A dismissal is not in order if a brief postponement would enable the defense to make effective use of the information, the court added.

“Although that late disclosure no doubt amounted to a tactical surprise for the defense, the state’s transgression did not, in and of itself, constitute ‘suppression’ (of exculpatory evidence) under Brady,” Judge Stuart R. Berger wrote for the Court of Special Appeals.

“Rather, the critical issue was whether Grafton could make effective use of the evidence pertaining to Buddenbohn,” Berger added. “Here, the circuit court did not consider the less drastic alternative of a brief postponement before proceeding to dismiss the case.”

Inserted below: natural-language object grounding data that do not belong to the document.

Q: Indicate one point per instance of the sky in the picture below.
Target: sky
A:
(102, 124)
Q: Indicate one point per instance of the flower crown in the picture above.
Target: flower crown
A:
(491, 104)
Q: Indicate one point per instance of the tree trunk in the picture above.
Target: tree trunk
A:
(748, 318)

The Maryland Attorney General’s Office declined to comment on the court’s decision, which was a victory for the state.

Brian Zavin, who heads the Maryland public defender’s appellate division, did not immediately respond Tuesday to a request for comment on the court’s ruling and any plans to seek review by the Court of Appeals on Grafton’s behalf.

Grafton was charged by criminal information with stealing money from the accounts of 11 disabled men who lived in group homes where he worked as a facility coordinator for Mid-Atlantic Human Services Corp. Grafton, who managed the residents’ personal use funds for about three years until he was fired in 2016, allegedly removed cash from these accounts and covered up his theft by submitting phony receipts.

The day before trial, the prosecution told the defense that Buddenbohm, a benefits coordinator at Mid-Atlantic Human Services, had confessed to the company that she stole money from residents, according to the appellate court’s opinion.

Her job entailed giving Grafton the residents’ cash as requested.

Grafton’s trial attorney promptly filed a motion to dismiss the charges, alleging a Brady violation by the prosecution.

The circuit court judge granted the motion and dismissed the charges, prompting the state to seek review by the Court of Special Appeals.

In sending the case back to the circuit court, the appellate court said it was taking no position on defense counsel’s claim that the prosecution had violated discovery rules — if not Brady — and that dismissal of the charges should be the sanction.

Berger was joined in the opinion by Judges Laura S. Ripken and Alexander Wright Jr., a retired jurist sitting by special assignment.

The Court of Special Appeals rendered its decision in State of Maryland v. Michael O. Grafton, No. 1218 September Term 2021.